La Franc-maçonnerie Cubaine à la Croisée des Chemins
L’expulsion d’Ángel Santiesteban met en lumière les défis auxquels est confrontée la franc-maçonnerie cubaine dans un environnement politique oppressif. Historiquement, la Grande Loge de Cuba a joué un rôle important dans la société cubaine, comptant parmi ses membres des figures illustres comme José Martí, héros de l’indépendance. Elle a souvent été un espace de réflexion et de résistance face à l’autoritarisme. Cependant, des événements comme celui-ci soulignent les limites de son autonomie dans un pays où le régime exerce un contrôle étroit sur toutes les sphères de la société.
Pour de nombreux maçons cubains, l’expulsion de Santiesteban est un signal inquiétant.

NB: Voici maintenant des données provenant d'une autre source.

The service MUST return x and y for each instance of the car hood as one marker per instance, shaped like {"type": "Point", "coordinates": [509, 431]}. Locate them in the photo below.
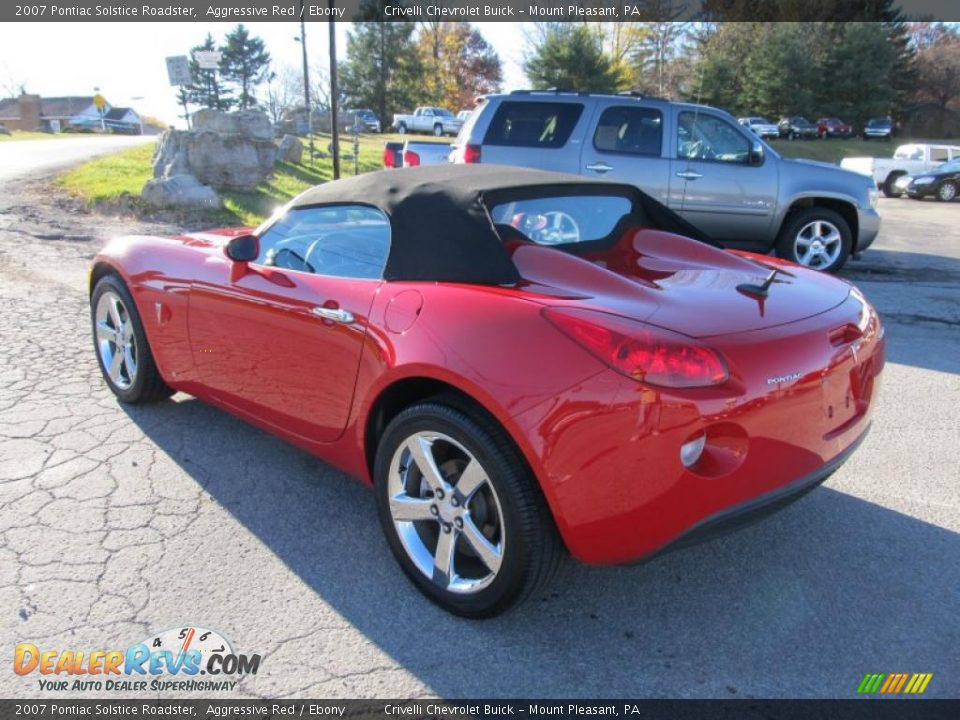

Elle suggère que l’Ordre, censé défendre des valeurs universelles comme la liberté d’expression et la fraternité, peut être instrumentalisé pour servir des intérêts politiques. Certains appellent à une réforme interne pour garantir une plus grande indépendance vis-à-vis du pouvoir, tandis que d’autres craignent que de tels incidents ne découragent les jeunes générations de rejoindre la franc-maçonnerie.
Un Symbole de Résistance Face à l’Adversité
L’expulsion d’Ángel Santiesteban de la Grande Loge de Cuba est bien plus qu’un simple conflit interne à une organisation maçonnique : elle reflète les tensions profondes qui traversent la société cubaine contemporaine. En ciblant Santiesteban, le régime cherche à neutraliser une voix dissidente qui, par son engagement littéraire et maçonnique, incarne une quête de vérité et de justice. Mais cette décision pourrait avoir l’effet inverse : en faisant de lui un symbole de résistance, elle renforce sa visibilité et son influence, tant à Cuba qu’à l’international.
Alors que la Grande Loge de Cuba se trouve à un tournant de son histoire, cet épisode pose une question fondamentale : l’Ordre peut-il rester fidèle à ses idéaux dans un contexte de répression politique ? Pour Ángel Santiesteban, l’expulsion n’est qu’un chapitre de plus dans un combat de longue date pour la liberté, un combat qu’il semble déterminé à poursuivre, avec ou sans le soutien de la franc-maçonnerie cubaine.